Security posture

/* REPLACE BEFORE LAUNCH: Add production security contact, uptime commitments, vendor list, and responsible disclosure workflow before launch. */

Read-only exchange access

CryptoCompanion is designed for read-only exchange API keys. Users should never grant trading, withdrawal, transfer, margin, futures, or custody permissions to exchange keys used with CryptoCompanion.

The product uses imported exchange data for portfolio tracking, trade history, alerts, tax summaries, and research context. It must never execute trades or move funds.

Secret handling

Exchange API credentials are encrypted with AES-256-GCM before storage. Plaintext exchange secrets are only decrypted inside the sync worker and must not be logged, returned to the frontend, or exposed through exports.

Production secrets belong in environment variables or a secret manager, never in source code, docs, logs, or client bundles.

Account protection

User authentication and admin authentication are separate.

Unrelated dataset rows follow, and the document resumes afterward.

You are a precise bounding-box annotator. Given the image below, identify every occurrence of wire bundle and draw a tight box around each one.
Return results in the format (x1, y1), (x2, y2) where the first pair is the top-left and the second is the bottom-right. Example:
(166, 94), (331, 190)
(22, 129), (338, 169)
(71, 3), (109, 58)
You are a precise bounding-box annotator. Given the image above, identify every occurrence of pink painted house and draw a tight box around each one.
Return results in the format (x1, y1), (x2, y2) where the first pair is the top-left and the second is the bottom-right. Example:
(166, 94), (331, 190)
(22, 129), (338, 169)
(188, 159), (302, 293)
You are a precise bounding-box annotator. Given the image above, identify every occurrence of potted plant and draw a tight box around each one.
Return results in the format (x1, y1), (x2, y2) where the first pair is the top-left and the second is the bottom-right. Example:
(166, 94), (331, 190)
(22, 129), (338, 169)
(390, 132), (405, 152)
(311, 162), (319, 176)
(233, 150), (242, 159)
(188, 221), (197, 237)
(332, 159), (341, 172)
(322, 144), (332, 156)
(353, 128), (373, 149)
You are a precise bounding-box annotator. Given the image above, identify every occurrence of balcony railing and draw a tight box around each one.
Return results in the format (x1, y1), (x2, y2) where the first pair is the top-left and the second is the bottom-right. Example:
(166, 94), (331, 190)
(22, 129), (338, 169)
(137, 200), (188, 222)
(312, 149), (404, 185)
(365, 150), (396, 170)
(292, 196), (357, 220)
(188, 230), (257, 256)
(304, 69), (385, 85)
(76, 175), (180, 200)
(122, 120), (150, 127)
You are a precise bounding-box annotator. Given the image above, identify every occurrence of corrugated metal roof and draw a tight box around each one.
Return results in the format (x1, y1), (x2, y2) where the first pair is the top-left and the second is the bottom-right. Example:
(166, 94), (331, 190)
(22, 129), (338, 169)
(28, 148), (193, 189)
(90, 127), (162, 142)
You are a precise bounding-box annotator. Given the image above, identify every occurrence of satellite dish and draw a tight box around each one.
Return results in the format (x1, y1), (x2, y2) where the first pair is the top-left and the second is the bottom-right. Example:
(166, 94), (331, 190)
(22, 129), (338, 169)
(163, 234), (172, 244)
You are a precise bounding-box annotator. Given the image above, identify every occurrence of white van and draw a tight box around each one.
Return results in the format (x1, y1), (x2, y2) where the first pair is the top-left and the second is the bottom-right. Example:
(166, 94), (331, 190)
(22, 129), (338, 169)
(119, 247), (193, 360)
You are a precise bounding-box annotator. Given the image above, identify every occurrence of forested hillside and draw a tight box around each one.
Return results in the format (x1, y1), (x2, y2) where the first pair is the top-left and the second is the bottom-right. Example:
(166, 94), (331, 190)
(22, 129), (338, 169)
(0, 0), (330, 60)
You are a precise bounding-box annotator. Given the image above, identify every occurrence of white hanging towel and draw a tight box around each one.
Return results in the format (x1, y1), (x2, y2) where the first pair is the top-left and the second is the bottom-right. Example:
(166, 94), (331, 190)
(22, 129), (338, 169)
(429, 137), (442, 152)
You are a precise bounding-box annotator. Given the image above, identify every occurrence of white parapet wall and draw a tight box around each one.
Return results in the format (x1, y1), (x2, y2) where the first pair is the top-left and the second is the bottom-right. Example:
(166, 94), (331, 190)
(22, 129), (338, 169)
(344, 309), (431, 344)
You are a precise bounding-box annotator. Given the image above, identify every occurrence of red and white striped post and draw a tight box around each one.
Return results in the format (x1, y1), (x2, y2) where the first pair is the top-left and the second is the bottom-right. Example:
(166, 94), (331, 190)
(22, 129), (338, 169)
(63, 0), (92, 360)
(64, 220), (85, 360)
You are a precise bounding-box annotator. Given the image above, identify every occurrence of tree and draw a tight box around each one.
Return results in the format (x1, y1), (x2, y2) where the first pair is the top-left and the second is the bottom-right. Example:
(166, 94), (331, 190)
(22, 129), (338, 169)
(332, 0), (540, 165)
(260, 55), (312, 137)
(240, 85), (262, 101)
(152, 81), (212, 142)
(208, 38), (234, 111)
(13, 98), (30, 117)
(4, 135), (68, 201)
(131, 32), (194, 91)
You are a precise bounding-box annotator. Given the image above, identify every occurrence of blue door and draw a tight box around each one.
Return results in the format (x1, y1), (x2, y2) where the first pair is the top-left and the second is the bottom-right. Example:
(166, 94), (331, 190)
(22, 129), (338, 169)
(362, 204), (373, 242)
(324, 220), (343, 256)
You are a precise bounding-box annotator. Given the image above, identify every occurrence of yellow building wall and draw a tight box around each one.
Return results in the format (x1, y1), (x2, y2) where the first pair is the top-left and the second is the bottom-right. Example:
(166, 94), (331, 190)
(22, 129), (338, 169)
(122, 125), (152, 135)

Admin writes are captured in audit logs. Sensitive user routes should filter by userId, validate input, and avoid leaking internal errors.

Users should use strong passwords, keep email accounts secure, and revoke exchange API keys immediately if account compromise is suspected.

Operations

Production launch requires HTTPS, real environment secrets, database backups, Redis configured for BullMQ, monitoring, log redaction, and a validated rollback path.

Reporting security issues

Security reports should go through the contact form until a dedicated disclosure address is created. Reports should include affected route or feature, steps to reproduce, impact, and any safe proof-of-concept details.